2022.10 Vol.1

Bit of analytics aggregation

Where to Aggregate Analytics?

Gaining analytic insights from data often comes down to counting events in a time series. For example, “how many times did event A happen this month after we enabled feature X?”. There are infinite number of questions to ask, but when the CPUs start churning and the bytes moving, it’s almost always just counting things.

Big Data (re: buzz word for offline, aggregation) analytic tools like Data Studio often make it obvious that they are trying to make it easier to model these questions. Easier than writing raw SQL on a data warehouse. Often times though this goal is hindered by a second motive: making it cheaper to ask these questions.

The number one way to make analytic queries cheaper is to scan less data. Since analytic events are almost always a time series, its pretty straight forward to follow this principle. If we want to know how often event A happened this month, we shouldn’t bother reading any data before that which wastes CPU cycles (aka money). In a SQL query, this is as simple as a WHERE clause on a datetime column. Things get more opaque at the abstract tooling level. At this level, a user just cares about finding their insight, not as much about how the tool is going to do it as cheap as possible.
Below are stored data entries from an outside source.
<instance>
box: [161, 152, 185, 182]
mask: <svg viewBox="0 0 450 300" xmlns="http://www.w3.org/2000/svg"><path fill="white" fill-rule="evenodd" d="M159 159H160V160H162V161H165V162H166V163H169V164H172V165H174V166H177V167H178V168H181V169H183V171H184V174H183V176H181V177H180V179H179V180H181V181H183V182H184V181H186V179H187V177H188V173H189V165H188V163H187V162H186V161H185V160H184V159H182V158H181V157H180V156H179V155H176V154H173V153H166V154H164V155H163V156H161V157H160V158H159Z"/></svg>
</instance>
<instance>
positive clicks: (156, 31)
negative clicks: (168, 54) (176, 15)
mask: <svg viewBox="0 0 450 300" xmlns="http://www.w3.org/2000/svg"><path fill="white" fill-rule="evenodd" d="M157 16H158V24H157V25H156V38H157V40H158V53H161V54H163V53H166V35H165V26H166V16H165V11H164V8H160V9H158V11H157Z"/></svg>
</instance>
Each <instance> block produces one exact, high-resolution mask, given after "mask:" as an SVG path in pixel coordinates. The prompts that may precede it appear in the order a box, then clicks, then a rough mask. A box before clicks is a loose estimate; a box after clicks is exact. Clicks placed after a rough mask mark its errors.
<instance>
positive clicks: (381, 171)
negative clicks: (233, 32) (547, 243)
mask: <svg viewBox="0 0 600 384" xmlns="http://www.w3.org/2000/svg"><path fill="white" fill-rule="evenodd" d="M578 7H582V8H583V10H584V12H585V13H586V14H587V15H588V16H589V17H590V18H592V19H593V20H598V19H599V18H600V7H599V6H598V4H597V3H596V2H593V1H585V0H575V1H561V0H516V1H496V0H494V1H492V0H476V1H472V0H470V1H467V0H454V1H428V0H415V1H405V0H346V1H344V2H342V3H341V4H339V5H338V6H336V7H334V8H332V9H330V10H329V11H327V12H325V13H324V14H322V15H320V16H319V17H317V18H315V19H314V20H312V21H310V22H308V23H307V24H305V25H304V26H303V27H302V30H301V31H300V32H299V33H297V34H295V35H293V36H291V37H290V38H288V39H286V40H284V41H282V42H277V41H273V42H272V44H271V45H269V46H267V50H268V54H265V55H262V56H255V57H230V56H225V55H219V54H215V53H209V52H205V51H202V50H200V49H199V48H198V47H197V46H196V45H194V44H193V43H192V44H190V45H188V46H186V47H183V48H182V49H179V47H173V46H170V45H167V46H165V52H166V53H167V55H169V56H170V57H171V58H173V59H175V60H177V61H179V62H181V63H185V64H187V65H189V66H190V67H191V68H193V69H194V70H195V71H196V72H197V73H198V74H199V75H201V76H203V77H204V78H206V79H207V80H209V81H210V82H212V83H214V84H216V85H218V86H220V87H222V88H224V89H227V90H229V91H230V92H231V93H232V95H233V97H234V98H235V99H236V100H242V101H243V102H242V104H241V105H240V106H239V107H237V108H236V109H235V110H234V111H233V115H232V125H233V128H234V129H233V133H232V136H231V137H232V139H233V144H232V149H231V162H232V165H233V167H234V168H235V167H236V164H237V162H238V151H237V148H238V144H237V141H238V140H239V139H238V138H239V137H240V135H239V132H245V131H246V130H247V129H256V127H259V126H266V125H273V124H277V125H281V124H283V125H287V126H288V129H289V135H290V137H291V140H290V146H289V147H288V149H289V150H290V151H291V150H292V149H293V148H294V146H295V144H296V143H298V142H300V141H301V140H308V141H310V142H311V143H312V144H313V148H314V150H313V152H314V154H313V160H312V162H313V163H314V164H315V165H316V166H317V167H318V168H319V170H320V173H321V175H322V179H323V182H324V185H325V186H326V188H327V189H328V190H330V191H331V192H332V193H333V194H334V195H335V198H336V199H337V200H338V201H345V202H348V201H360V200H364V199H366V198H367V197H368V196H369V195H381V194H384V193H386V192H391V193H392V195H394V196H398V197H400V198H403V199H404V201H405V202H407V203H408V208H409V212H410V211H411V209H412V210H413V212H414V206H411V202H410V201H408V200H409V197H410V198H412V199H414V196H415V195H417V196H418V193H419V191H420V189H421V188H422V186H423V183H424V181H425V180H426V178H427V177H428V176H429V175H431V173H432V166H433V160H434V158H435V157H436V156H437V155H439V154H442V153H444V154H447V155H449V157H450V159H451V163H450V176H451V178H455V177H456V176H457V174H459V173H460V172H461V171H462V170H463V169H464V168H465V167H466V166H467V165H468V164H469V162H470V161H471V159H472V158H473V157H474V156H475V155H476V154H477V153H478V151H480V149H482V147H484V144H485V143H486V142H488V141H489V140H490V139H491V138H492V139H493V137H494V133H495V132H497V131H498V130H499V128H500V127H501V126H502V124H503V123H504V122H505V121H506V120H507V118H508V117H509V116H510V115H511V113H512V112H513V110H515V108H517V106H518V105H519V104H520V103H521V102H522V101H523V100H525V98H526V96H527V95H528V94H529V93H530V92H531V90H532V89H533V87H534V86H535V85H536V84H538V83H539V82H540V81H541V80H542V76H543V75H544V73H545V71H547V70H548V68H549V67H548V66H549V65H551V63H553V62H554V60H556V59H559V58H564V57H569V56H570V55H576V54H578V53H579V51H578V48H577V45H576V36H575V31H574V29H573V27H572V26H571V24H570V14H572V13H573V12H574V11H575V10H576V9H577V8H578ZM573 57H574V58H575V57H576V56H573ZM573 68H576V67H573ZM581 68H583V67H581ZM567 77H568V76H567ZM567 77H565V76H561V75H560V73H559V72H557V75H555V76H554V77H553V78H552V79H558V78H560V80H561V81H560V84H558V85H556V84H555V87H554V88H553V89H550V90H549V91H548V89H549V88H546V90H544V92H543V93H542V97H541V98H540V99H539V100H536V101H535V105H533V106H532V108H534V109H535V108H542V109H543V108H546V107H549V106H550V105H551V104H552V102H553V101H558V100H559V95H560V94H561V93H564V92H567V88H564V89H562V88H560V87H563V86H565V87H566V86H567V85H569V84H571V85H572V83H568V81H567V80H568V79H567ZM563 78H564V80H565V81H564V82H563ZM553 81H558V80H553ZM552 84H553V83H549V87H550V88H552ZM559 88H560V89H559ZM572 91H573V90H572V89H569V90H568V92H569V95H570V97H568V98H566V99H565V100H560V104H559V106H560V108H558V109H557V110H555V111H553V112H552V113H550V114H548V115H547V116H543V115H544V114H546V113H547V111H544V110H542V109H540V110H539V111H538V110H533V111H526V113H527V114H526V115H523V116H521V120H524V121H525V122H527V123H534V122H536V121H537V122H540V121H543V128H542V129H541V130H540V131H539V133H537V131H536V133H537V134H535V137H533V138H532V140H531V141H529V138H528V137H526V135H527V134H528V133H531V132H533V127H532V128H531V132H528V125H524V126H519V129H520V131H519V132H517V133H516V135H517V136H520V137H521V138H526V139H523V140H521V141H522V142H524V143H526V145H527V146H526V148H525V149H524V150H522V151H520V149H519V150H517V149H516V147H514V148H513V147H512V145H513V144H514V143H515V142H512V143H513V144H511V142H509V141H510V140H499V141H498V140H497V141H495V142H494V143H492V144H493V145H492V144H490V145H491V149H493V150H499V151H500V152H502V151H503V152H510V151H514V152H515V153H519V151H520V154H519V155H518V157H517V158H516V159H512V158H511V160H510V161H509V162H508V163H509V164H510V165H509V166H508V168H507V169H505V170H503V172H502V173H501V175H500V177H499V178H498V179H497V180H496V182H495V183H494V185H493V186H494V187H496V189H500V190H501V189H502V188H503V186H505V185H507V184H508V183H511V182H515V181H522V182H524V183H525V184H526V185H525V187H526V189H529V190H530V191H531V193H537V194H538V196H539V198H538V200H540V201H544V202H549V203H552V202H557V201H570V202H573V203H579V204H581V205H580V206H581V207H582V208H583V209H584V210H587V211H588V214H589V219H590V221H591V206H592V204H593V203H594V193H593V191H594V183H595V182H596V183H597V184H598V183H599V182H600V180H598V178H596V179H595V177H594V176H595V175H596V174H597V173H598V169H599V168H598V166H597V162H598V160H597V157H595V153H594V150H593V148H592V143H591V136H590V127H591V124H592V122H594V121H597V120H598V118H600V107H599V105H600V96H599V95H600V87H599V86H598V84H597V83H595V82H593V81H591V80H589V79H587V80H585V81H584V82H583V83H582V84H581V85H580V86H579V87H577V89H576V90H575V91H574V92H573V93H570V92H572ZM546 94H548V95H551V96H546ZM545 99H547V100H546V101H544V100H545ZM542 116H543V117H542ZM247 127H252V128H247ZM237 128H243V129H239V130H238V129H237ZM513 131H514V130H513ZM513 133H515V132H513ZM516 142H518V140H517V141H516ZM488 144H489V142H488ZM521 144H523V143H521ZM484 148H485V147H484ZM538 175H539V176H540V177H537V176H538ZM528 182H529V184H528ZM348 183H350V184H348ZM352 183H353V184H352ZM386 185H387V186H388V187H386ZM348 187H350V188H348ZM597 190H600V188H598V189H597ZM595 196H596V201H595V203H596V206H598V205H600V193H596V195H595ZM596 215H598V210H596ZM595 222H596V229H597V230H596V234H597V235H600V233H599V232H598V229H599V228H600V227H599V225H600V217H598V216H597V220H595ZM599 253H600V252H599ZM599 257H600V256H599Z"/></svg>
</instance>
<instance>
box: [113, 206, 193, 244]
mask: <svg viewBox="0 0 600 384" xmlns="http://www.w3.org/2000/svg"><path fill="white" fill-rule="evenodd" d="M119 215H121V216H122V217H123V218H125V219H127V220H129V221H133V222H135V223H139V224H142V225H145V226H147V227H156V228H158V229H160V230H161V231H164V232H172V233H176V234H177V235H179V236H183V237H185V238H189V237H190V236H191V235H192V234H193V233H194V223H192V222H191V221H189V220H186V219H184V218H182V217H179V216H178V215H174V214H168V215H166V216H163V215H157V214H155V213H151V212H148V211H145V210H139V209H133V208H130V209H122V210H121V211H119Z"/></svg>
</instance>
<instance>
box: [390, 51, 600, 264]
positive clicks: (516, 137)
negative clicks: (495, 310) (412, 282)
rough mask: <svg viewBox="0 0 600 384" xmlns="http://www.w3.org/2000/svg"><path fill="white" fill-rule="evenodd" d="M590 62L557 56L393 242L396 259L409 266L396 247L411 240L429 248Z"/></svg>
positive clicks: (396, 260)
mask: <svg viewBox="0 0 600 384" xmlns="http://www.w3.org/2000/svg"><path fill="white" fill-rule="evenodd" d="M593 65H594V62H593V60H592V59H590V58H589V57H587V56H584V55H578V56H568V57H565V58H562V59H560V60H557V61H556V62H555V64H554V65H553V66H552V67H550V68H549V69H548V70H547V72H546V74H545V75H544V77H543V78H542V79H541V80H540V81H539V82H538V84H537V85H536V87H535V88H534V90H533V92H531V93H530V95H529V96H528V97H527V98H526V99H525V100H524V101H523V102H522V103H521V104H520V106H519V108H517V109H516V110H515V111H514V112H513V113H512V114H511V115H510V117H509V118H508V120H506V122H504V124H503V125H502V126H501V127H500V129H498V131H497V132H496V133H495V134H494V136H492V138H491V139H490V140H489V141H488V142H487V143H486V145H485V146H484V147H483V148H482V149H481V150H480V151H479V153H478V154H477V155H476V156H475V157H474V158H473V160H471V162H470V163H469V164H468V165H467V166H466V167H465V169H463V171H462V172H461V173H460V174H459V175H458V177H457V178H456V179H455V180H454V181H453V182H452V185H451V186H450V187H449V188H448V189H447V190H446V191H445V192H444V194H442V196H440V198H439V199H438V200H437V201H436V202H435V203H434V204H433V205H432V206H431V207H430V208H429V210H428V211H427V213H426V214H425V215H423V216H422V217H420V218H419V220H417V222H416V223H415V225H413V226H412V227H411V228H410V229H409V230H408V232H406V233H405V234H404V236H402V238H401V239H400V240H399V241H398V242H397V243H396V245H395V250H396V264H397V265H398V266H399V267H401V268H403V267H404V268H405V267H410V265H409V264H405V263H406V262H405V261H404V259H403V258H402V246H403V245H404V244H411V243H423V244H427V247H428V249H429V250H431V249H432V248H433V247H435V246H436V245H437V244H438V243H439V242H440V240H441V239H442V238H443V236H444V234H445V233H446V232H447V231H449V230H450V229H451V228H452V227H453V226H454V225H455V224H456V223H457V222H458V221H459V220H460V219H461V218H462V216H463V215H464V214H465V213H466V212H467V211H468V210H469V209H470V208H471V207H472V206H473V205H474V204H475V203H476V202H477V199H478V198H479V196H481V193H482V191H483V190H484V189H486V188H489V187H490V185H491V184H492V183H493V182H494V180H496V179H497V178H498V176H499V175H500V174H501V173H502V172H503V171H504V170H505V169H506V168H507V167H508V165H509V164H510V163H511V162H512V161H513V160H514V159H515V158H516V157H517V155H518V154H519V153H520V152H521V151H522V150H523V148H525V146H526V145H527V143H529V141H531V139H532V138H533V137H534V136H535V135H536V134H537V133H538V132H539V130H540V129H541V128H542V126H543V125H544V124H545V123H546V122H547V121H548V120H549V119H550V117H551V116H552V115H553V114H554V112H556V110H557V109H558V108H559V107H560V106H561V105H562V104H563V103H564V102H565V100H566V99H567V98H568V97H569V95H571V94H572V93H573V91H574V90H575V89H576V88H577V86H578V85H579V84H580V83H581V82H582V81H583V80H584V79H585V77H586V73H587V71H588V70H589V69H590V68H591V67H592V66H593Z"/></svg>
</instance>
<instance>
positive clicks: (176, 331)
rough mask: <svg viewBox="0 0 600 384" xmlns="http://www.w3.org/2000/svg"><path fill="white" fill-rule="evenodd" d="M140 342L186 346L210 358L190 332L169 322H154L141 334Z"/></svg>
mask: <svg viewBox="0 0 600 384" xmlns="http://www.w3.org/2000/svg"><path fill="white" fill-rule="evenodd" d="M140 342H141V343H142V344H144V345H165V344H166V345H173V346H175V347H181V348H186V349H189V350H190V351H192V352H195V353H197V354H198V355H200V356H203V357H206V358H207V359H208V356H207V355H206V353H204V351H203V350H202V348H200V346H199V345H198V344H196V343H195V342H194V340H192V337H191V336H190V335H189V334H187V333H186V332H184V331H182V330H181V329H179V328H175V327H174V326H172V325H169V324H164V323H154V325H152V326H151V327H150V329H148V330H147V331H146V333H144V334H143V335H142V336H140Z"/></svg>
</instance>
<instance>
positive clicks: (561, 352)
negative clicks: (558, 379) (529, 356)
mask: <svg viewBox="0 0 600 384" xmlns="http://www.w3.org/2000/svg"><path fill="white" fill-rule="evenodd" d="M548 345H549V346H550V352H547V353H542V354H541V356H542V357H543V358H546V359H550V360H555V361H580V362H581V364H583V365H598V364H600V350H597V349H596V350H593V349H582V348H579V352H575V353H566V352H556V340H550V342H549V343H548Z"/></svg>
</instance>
So the tool ask questions to run the query more efficiently, but in an attempt to stay our of the user’s way, it often ends up being more confusing than just coming straight out and sayin “Hey, we don’t want to query all this crap, so what data should we cut out?”.

Lots of times there are multiple ways to do something in these complex analytic tools and its not clear which way should be preferred. Whenever I run into this I just go the route that I think will help the tool cut out more data.

In Data Studio, a data source can be a BigQuery table OR a custom query. Which should I use? For context, Data Studio allows users to visualize data and exposes knobs to update the graphs in real time. What did this event look like last month? What about last year? If these graphs are backed by a static custom query data source which queries the same data no matter what, then CPU cycles are probably being wasted. If the graphs are instead backed by a table and Data Studio is able to issue optimized queries to cut out data, cycles are being saved. So unless a custom query can be modified to scan less data, a table data source should be preferred over a custom query.